Their analysis was based on data made public on the Food and Drug Administration's Web site on Sept. 8 and discussed in detail at a Sept. 9 meeting of the FDA's Endocrinologic and Metabolic Drugs Advisory Committee. At that time, the panel voted to recommend approval of the drug as monotherapy and in combination with metformin, but not with sulfonylureas (FAMILY PRACTICE NEWS, Oct. 1, 2005, p. 10).
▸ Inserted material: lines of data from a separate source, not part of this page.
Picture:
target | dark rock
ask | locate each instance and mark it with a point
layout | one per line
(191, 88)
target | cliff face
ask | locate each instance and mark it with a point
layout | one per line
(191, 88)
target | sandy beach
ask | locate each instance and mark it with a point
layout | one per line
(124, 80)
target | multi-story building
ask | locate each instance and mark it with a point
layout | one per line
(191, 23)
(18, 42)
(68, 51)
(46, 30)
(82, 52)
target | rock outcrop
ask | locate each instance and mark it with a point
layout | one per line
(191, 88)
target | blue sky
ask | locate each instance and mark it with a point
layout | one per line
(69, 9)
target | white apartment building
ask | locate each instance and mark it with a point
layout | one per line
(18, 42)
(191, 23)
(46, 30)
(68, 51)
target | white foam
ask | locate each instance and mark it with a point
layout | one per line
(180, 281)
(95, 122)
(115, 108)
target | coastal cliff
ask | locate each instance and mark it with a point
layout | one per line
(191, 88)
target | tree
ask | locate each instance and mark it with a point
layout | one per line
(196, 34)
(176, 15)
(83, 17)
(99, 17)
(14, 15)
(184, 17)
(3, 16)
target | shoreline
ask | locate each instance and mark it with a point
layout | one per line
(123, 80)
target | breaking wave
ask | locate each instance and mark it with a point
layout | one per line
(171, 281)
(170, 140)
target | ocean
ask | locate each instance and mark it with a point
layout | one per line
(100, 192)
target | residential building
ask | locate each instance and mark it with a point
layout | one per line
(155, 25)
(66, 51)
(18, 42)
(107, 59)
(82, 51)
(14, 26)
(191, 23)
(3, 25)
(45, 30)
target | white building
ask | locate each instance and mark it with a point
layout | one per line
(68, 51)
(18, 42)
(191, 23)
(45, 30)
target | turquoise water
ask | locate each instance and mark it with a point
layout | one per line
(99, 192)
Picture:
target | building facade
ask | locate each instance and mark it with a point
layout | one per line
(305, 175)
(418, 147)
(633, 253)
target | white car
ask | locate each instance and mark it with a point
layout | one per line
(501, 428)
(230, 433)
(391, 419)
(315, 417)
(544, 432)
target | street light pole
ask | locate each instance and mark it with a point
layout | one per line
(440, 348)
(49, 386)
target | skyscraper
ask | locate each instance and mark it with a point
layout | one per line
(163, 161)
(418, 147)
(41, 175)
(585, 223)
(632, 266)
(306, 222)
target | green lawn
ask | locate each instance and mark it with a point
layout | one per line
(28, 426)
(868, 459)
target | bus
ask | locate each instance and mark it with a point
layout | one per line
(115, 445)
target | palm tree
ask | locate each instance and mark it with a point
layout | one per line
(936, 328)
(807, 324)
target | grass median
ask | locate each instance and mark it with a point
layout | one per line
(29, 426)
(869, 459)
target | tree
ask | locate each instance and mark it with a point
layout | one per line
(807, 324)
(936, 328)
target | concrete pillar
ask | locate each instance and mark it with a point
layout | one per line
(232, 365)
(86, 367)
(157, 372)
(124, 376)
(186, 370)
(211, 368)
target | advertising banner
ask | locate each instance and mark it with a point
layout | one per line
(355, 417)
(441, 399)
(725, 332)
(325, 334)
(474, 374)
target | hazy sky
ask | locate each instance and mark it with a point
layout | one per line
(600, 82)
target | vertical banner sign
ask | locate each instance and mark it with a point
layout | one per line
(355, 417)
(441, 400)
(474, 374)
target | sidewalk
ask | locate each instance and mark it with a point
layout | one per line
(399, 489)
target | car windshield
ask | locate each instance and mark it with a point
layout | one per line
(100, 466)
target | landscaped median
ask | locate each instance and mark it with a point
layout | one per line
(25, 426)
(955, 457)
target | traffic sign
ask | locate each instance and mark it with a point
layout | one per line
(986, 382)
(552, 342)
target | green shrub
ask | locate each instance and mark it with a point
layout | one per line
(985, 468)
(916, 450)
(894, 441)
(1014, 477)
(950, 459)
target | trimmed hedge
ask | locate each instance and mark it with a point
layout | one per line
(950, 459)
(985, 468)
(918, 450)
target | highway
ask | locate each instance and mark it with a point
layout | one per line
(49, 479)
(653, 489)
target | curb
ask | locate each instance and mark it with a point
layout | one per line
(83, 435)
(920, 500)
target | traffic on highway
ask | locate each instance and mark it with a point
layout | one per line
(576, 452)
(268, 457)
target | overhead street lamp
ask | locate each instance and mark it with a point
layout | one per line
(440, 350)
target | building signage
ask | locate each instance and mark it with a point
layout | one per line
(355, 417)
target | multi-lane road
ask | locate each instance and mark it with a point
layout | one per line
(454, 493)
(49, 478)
For their analysis, Dr. Nissen, Eric J. Topol, M.D., and Kathy Wolski combined data from five clinical trials, limiting the analysis to diabetic patients given the 2.5-mg and 5-mg doses of muraglitazar for which the companies are seeking licensure.

The primary outcome measure—all-cause mortality, nonfatal MI, or nonfatal stroke—occurred in 1.47% (35) of 2,374 subjects versus 0.67% (9) of 1,351 control patients who received either placebo or 30-mg pioglitazone, for a relative risk (RR) of 2.23.

Substituting CV death for all-cause mortality, the combined end points occurred in 1.14% (27) of 2,374 muraglitazar-treated patients, versus 0.52% (7) of 1,351 controls (RR 2.21). When heart failure and transient ischemic attacks were added to the composite, the incidence rates were 2.11% for muraglitazar and 0.81% for controls (RR 2.62).

Relative risk was consistently higher for individual components of the primary end point in the muraglitazar-treated group versus controls. Rates ranged from 2.14 for fatal or nonfatal MI to 7.43 for adjudicated heart failure. However, the number of events was small and differences for individual components of the primary outcome measure were not statistically significant, the investigators reported.

These and other safety data were analyzed and presented in detail at the Sept. 9 hearing by Julie Golden, M.D., a medical officer in the FDA's Division of Metabolic and Endocrine Drug Products. She, too, had noted that the percentage of CV events in the muraglitazar groups was approximately twice that of comparators. However, when broken down by monotherapy (two studies) and combination therapy (three studies), the imbalance of CV adverse events was seen only in the combination studies, and in fact was mostly driven by one study in which muraglitazar or placebo was added to glyburide (11 vs. 0 events). At least two of these subjects had evidence of other causes for the event.

CV deaths occurred in 9 of 3,226 muraglitazar subjects, 1 of 591 placebo subjects, and none of 823 on pioglitazone, giving an overall death rate 1.5 times higher with muraglitazar than with the comparators. Overall deaths occurred in 19, 1, and 2 patients, respectively; the incidence was 2.5–3 times higher with muraglitazar, Dr. Golden said. However, “the rates in the comparator groups, based on exceedingly small numbers of events, are highly unstable, meaning that even one additional death in either group could impact the result,” she said at the hearing.

Eight of the CV deaths were in subjects taking 2.5 or 5 mg of muraglitazar, and six were subjects from a single study in which 5-mg muraglitazar or 30-mg pioglitazone was added to metformin.

In that study, which had about 580 subjects per treatment arm, there was no marked difference in overall CV events. Moreover, no clear clinical or pathologic pattern could be identified for either deaths or CV events, and the pooled studies did not show a dose-response pattern, she noted.

For its part, Bristol-Myers Squibb had analyzed the data taking into account the duration of drug exposure. For CV events, there were 28.2/1,000 patient-years on muraglitazar, compared with 33.4/1,000 for placebo and 19.7/1,000 with pioglitazone—a nonsignificant difference, Rene Belder, M.D., vice president of global clinical research at Bristol-Myers Squibb, said at the hearing.